Friday, July 6, 2018

Found For Friday

 For nearly thirty years Clarence had labored in the offices of a tyrannical corporation, rising more slowly in the ranks than colleagues despite his abilities because he refused to compromise his own ethics.  As the years rolled by he saw more and more incompetent employees use flattery and cheating to gain advancement, seemingly with the encouragement of the highest levels of management. Clarence became more and more bitter, but said nothing.
The time came for the annual company summer pot-luck picnic.  
Something inside Clarence finally snapped, and he made a huge gelatin
fruit salad, liberally laced with rat poison.
Unfortunately he used too little rat bane, and his colleagues
and bosses only suffered mild biliousness.
Of course his dastardly deed was discovered, and Clarence found himself
in custody, charged with jell-onious assault and carrying a congealed weapon.

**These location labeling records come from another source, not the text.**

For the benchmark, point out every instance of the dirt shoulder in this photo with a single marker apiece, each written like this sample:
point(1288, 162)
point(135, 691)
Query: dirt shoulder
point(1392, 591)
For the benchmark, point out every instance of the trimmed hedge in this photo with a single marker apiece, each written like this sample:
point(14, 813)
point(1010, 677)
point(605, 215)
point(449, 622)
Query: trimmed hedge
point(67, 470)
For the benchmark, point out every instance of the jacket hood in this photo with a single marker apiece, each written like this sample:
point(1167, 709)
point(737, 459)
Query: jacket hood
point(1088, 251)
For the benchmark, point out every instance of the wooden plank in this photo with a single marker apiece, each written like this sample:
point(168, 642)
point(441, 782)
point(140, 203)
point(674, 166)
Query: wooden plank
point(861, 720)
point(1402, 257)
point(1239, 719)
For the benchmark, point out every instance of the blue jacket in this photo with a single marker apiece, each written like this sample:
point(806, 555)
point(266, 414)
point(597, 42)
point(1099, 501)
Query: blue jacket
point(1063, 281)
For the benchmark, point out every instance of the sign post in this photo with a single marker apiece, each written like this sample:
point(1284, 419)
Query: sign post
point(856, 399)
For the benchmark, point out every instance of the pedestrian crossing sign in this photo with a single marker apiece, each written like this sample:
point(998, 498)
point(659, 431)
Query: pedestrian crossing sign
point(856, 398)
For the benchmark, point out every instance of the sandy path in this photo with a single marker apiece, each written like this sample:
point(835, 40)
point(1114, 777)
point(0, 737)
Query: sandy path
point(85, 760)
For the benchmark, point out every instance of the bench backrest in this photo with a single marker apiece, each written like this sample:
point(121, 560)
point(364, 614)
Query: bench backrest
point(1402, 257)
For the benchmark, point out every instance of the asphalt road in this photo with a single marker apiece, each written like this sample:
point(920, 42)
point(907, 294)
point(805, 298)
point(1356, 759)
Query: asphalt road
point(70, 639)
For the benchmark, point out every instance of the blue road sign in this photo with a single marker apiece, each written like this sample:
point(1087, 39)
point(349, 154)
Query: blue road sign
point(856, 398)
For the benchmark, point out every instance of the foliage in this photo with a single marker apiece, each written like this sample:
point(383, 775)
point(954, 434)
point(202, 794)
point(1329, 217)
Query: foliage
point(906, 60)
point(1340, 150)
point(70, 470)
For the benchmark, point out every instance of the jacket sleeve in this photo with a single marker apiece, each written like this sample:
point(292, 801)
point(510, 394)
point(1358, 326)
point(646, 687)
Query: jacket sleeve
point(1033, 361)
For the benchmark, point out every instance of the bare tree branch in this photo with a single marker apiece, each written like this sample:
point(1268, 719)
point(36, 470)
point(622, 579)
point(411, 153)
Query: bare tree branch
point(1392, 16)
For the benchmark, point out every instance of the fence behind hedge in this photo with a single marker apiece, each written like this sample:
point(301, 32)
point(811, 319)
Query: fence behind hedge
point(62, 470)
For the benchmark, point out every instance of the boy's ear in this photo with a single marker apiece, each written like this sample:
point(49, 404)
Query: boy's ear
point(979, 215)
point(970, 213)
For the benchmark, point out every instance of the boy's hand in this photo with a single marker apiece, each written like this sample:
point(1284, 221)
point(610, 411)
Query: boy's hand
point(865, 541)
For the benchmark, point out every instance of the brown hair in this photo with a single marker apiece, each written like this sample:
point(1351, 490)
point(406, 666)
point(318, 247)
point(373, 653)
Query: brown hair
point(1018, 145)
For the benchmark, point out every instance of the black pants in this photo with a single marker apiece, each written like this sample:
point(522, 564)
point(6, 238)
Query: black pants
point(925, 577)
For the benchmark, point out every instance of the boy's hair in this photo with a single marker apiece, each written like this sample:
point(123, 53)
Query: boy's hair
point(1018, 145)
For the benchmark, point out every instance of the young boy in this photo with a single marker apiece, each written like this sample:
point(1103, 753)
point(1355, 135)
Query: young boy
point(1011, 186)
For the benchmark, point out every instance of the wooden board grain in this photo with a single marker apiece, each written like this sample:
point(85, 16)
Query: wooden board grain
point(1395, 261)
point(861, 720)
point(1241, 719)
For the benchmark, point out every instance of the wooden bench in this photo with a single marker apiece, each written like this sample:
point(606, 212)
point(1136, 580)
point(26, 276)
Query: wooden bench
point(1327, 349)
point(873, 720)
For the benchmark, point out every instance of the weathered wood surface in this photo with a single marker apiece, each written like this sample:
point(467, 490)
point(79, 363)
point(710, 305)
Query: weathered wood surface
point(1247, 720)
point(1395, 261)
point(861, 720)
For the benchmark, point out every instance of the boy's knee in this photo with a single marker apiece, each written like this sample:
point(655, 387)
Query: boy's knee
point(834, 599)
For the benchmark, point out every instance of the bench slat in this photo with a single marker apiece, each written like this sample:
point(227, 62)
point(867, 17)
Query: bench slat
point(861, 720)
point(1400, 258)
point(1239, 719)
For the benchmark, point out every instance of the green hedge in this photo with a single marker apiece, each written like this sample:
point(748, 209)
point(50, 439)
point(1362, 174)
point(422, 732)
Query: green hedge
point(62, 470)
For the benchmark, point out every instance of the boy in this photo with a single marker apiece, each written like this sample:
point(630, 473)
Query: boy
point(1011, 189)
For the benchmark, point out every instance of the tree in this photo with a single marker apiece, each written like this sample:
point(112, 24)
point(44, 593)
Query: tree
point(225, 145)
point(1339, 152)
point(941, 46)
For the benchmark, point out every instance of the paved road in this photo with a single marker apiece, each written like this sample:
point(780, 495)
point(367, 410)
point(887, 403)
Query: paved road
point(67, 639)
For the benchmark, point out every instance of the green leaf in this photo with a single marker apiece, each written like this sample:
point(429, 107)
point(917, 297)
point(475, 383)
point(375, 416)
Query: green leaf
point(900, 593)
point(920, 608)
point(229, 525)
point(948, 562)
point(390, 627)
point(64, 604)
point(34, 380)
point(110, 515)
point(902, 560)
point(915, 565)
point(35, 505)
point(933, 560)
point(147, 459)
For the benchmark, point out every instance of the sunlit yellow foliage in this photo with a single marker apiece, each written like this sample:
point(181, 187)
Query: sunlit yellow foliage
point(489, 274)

If GM charges $36K for a Chevy Bolt,
imagine how much the whole car costs.



You should try blindfolded archery.

You don't know what you're missing.




I just saw two cops running after a suspect over at Chase bank.





To stock his bar, Tom in Toronto bought all the
Seagram’s Ginger Ale he could find.

Pretty soon he will be drinking Canada Dry.



I met a lady with the oddest quirk.
She organizes her plates according to what year she bought them.

She said it's a rare dish order.



Eating oysters can help increase your mussel tone.


My old girlfriend hated my obsession with horoscopes.

It Taurus apart 


When I was little I wanted to be a Flamingo, but my mother said "no,"

So I put my foot down.


I hate spelling errors.
If you mix up two letters, your whole post is urined.